The Earl of Pembroke, in 1348, was the first subject, so Mr. Hulme tells us, who quartered his arms.

When a great number of quarterings are charged upon the shield, the order in which these quarterings are marshalled1 or arranged is very important, the original arms being always placed in the upper dexter of the field—that being the most honourable point—and the other arms following in the sequence in which they were introduced into the family coat of arms.

1: Marshalling means the art of grouping or arranging various coats of arms on one and the same shield.

PLATE 6.

PLATE 6.

SIR WILLIAM HERSCHEL.

Arms.—Arg. on mount vert, representation of the 40 ft. reflecting
telescope with its apparatus ppr. on a chief az: the astronomical
symbol of Uranus irradiated or.
Crest.—A demi terrestrial sphere ppr. thereon an eagle,
wings elevated or.
Motto.—Coelis exploratis.

There were two methods of marshalling in early heraldry. One was known as "dimidation," which means cutting a coat of arms in half, pale-wise, and matching it with another half of another coat of arms, so as to make one achievement of the two joined halves. Thus, when a wife's arms were to be represented on the same shield as her husband's, both coats were halved, and then placed upon the shield, the husband's arms occupying the right side, and those of the wife the left.
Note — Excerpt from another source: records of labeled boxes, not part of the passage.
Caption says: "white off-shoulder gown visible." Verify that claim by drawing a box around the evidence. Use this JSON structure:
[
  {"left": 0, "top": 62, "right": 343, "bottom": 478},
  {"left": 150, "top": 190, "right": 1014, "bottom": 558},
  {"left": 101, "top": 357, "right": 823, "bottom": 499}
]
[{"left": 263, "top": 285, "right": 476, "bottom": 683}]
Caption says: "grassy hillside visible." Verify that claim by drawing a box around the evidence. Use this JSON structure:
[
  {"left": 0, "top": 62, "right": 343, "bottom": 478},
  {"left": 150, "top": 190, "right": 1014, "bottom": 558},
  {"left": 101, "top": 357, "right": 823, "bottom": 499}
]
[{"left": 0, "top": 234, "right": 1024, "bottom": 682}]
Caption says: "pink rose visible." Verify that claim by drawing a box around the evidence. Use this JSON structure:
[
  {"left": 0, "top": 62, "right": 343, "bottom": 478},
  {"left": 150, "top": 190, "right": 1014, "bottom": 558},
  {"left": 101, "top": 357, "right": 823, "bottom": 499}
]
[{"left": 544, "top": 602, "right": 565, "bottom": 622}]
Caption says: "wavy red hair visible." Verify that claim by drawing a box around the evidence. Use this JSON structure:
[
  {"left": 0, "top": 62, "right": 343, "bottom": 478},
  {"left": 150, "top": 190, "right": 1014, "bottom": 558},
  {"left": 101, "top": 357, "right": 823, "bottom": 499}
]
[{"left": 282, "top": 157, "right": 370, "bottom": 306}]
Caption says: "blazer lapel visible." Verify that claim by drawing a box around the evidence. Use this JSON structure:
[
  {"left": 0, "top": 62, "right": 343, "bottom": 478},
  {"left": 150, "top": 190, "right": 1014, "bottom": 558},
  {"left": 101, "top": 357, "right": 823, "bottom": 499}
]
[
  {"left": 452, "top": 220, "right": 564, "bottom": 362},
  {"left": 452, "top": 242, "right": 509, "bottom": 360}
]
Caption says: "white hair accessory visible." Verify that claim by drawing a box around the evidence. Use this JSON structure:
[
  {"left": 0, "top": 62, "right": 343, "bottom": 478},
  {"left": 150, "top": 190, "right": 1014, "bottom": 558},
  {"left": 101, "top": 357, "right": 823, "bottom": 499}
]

As you can imagine, however, the result of this chopping and joining was seldom satisfactory and sometimes very comical, as, for example, in the arms of Yarmouth, where half a lion is running to join half a herring!

The second method of marshalling was by impalement. This term means the joining together of different coats of arms by a pale.

Fig. 55.

Fig. 55.

In this arrangement the shield was divided pale-wise as before (Fig. 55 shows the shield divided ready to receive the two coats), but the whole of each coat was crowded respectively into each side of the shield, the right side being charged with the husband's arms, the left with his wife's. Naturally, however, in order to suit this arrangement, the arms suffered a certain amount of alteration.

Nowadays, according to Mr. Fox-Davies, the following rules are observed with regard to the arms of man and wife—viz.: "If the wife is not an heraldic heiress the two coats are impaled. If the wife be an heraldic heiress or co-heir, in lieu of impalement, the arms of her family are placed on an escutcheon, being termed an 'escutcheon of pretence,' because ... the husband pretends to the representation of her family."

A widow may have the coat of arms borne by her husband and herself marshalled, not on a shield, but on a lozenge, whilst an unmarried daughter may bear her father's arms on a lozenge also, but without a crest.

Finally, under the head of marshalling comes the arrangement of all the accessories, of the shield of which we spoke in our last chapter.